1851 - 1920

Frances Seavey

Born in Alton, Illinois, Seavey received her education at the Jacksonville Seminary in Jacksonville, Illinois. Upon her marriage in 1876, she relocated to Chicago. From 1893 to 1897 Seavey contributed to Garden and Forest, a journal established by Charles Sprague Sargent and published from 1888 to 1897. When it ceased publication, she began writing for Park and Cemetery and Landscape Gardening. Her monthly column “Improvement Associations” appeared in Park and Cemetery from 1901 to 1904. In it Seavey covered such topics as the improvement of school grounds, trees and tree planting, and women as landscape gardeners. In 1901 she wrote a series on women in business for the Current Topics Club, serialized in the Los Angeles Times and Chicago Record Herald, which included a piece entitled “Women in Horticulture.” In “Railroad Gardening,” published in the Cyclopedia of American Horticulture in 1903, Seavey advocated the use of hardy trees and skillfully arranged shrubs rather than ornamental gardening for railroad station grounds.

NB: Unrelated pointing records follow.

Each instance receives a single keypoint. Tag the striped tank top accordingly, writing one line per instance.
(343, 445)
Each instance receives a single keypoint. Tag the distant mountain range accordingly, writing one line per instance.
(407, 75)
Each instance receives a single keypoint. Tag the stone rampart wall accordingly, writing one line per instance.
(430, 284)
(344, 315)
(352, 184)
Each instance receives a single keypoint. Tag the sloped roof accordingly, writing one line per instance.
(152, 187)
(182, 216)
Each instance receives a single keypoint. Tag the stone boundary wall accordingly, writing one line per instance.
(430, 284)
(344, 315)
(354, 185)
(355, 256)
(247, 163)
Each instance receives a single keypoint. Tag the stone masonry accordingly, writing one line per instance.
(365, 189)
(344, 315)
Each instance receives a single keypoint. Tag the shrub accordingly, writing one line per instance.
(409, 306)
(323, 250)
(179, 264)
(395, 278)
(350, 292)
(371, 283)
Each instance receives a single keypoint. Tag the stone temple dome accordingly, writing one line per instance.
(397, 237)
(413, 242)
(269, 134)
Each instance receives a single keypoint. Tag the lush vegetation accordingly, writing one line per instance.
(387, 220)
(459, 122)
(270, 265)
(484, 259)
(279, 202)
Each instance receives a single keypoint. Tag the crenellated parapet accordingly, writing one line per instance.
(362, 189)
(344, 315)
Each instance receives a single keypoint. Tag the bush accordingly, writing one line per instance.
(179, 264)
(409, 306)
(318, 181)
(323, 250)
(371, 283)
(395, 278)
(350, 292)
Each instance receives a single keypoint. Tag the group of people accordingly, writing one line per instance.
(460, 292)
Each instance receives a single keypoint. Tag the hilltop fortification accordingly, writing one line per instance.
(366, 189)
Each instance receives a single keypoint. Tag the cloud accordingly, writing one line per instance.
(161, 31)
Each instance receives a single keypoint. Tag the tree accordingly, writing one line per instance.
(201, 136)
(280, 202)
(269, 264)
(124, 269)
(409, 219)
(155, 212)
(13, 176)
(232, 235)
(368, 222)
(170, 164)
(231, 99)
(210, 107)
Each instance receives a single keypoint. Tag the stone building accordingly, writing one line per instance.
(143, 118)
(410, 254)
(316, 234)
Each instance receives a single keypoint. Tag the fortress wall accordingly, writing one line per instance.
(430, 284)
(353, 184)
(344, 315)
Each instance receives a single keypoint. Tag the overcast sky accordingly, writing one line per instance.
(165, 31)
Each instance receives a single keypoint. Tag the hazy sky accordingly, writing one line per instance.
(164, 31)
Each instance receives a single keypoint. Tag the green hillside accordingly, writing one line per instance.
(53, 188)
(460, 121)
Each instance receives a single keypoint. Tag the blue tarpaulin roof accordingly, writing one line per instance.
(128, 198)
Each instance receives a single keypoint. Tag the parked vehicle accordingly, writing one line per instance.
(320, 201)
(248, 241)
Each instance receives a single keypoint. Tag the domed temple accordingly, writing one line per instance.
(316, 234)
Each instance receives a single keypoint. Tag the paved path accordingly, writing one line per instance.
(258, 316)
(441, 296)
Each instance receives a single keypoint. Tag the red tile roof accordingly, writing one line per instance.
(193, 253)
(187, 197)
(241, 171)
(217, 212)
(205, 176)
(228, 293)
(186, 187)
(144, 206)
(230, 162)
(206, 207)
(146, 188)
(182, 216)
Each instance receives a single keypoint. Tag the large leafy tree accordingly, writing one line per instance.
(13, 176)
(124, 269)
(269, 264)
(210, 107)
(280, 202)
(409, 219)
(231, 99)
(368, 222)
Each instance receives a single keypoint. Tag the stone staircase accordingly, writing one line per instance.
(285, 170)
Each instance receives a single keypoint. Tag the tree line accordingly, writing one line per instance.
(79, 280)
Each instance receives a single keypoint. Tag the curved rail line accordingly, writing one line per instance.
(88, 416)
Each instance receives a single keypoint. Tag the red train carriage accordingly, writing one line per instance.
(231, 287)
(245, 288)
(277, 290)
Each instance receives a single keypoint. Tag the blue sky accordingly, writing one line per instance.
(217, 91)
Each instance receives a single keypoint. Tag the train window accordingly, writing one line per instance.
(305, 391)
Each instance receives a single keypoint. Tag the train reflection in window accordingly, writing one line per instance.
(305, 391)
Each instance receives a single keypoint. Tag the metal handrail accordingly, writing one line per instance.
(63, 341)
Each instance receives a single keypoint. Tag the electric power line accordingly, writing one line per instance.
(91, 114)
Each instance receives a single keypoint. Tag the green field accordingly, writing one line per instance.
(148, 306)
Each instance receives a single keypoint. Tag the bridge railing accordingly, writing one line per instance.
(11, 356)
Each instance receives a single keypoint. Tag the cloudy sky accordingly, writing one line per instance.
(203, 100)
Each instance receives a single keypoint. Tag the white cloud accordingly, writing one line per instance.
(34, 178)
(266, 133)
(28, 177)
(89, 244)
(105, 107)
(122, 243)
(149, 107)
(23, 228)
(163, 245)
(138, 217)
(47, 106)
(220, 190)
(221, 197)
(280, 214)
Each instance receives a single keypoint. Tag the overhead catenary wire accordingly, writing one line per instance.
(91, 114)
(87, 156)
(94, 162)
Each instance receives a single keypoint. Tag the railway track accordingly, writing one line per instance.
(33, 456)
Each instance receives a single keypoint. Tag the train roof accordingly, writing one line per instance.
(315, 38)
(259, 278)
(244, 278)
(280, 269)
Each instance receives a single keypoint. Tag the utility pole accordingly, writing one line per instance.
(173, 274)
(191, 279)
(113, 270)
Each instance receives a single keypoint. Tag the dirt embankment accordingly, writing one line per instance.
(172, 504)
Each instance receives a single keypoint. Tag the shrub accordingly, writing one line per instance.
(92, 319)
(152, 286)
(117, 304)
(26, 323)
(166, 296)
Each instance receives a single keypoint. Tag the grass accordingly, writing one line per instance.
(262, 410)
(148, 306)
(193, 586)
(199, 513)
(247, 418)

Her address entitled, “The Possibilities of Small Home Grounds,” given to the American Park and Outdoor Art Association in 1903, encouraged homeowners to blend their plantings with those of adjoining properties. Seavey published an article entitled “Trees on Small Home Grounds” in the Chautauquan in 1905. She also contributed to the Chicago Tribune, writing about European and Japanese gardens and residential landscape architecture.

In the early 1900s Seavey held leadership roles in the American Park and Outdoor Art Association, serving on the Committee of Local Improvement, and the American Civic Association upon its creation in 1904. Seavey passed away from heart failure in Los Angeles at the age of 68 and was buried in Brighton, Illinois, where she had spent much of her youth.